Keywords

1 Introduction

Sentiment analysis or opinion mining is an important natural language processing task used to determine sentiment attitude of the text. Nowadays most state-of-the-art results are obtained using deep learning models, which require training on specialized labeled datasets. To improve the model performance, transfer learning approach can be used. This approach includes a pre-training step of learning general representations from a source task and an adaptation step of applying previously gained knowledge to a target task.

The most known Russian sentiment analysis datasets include ROMIP-2013 and SentiRuEval2015-2016 [4, 10, 11] consisting of annotated data on banks and telecom operators reviews from Twitter posts and news quotes. Current best results on these datasets were obtained using pre-trained RuBERT [7, 19] and conversational BERT model [3, 5] fine-tuned as architectures treating a sentiment classification task as a natural language inference (NLI) or question answering (QA) problem [7].

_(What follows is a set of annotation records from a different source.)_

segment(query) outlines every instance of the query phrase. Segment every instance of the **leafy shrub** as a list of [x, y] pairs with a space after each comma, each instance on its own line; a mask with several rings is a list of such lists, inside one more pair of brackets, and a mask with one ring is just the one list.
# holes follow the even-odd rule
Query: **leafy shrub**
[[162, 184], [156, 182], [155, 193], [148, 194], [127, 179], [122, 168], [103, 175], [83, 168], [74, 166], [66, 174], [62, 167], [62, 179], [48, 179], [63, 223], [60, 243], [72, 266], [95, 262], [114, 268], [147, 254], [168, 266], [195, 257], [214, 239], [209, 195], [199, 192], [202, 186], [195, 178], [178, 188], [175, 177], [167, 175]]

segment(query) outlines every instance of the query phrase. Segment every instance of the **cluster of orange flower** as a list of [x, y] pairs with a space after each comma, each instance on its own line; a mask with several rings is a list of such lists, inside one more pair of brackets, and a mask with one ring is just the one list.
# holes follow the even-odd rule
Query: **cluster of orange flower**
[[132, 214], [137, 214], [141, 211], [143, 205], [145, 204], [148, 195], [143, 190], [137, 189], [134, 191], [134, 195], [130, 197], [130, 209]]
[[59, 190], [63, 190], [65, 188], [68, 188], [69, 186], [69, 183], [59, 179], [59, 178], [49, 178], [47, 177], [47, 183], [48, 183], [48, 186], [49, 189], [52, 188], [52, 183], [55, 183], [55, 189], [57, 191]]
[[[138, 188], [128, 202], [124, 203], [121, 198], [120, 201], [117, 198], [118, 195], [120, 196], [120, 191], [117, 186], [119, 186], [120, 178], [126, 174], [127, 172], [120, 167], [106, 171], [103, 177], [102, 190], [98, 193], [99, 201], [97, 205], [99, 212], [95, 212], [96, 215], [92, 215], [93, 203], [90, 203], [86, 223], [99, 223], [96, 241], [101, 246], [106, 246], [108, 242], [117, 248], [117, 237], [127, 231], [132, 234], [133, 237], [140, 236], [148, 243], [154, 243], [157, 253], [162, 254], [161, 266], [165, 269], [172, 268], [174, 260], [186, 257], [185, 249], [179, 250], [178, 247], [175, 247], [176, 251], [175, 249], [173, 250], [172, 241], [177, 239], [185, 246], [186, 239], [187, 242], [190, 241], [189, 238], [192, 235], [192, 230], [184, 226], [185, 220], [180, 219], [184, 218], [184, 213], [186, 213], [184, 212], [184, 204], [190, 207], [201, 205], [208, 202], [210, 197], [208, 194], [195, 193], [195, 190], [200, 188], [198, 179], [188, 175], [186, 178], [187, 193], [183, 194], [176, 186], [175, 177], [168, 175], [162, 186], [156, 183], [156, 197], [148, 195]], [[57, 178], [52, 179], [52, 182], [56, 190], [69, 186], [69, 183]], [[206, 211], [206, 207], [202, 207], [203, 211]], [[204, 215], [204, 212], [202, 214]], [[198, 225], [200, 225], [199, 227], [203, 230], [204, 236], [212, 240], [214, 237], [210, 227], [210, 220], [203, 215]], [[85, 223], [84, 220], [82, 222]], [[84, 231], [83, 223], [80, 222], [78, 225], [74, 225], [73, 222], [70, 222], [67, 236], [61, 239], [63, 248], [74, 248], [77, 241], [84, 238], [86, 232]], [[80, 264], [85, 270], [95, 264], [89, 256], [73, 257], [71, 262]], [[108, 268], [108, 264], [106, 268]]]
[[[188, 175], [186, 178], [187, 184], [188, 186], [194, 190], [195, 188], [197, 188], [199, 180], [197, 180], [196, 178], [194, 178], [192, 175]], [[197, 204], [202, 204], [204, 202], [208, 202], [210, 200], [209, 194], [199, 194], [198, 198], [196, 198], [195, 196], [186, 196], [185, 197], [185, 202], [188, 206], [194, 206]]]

In this study, we introduce a method for automatic generation of annotated sample from a Russian news corpus using distant supervision technique. We compare different variants of combining additional data with original train samples and test the transfer learning approach based on several BERT models. For most datasets, the results were improved by more than 3% to the current state-of-the-art performance. On SentiRuEval-2015 Telecom Operators Dataset, the BERT-NLI model treating a sentiment classification problem as a natural language inference task, reached human level according to one of the metrics.

2 Related Work

Russian sentiment analysis datasets are based on different data sources [19], including reviews [4, 18], news stories [4] and posts from social networks [10, 14, 15]. The best results on most available datasets are obtained using transfer learning approaches based on Russian BERT-based models [2, 3, 5, 13, 19]. In [7], the authors tested several variants of RuBERT and different settings of its applications, and found that the best results on sentiment analysis tasks on several datasets were achieved using Conversational RuBERT trained on Russian social networks posts and comments. Among several architectures, the BERT-NLI model treating the sentiment classification problem as a natural language inference task usually has the highest results.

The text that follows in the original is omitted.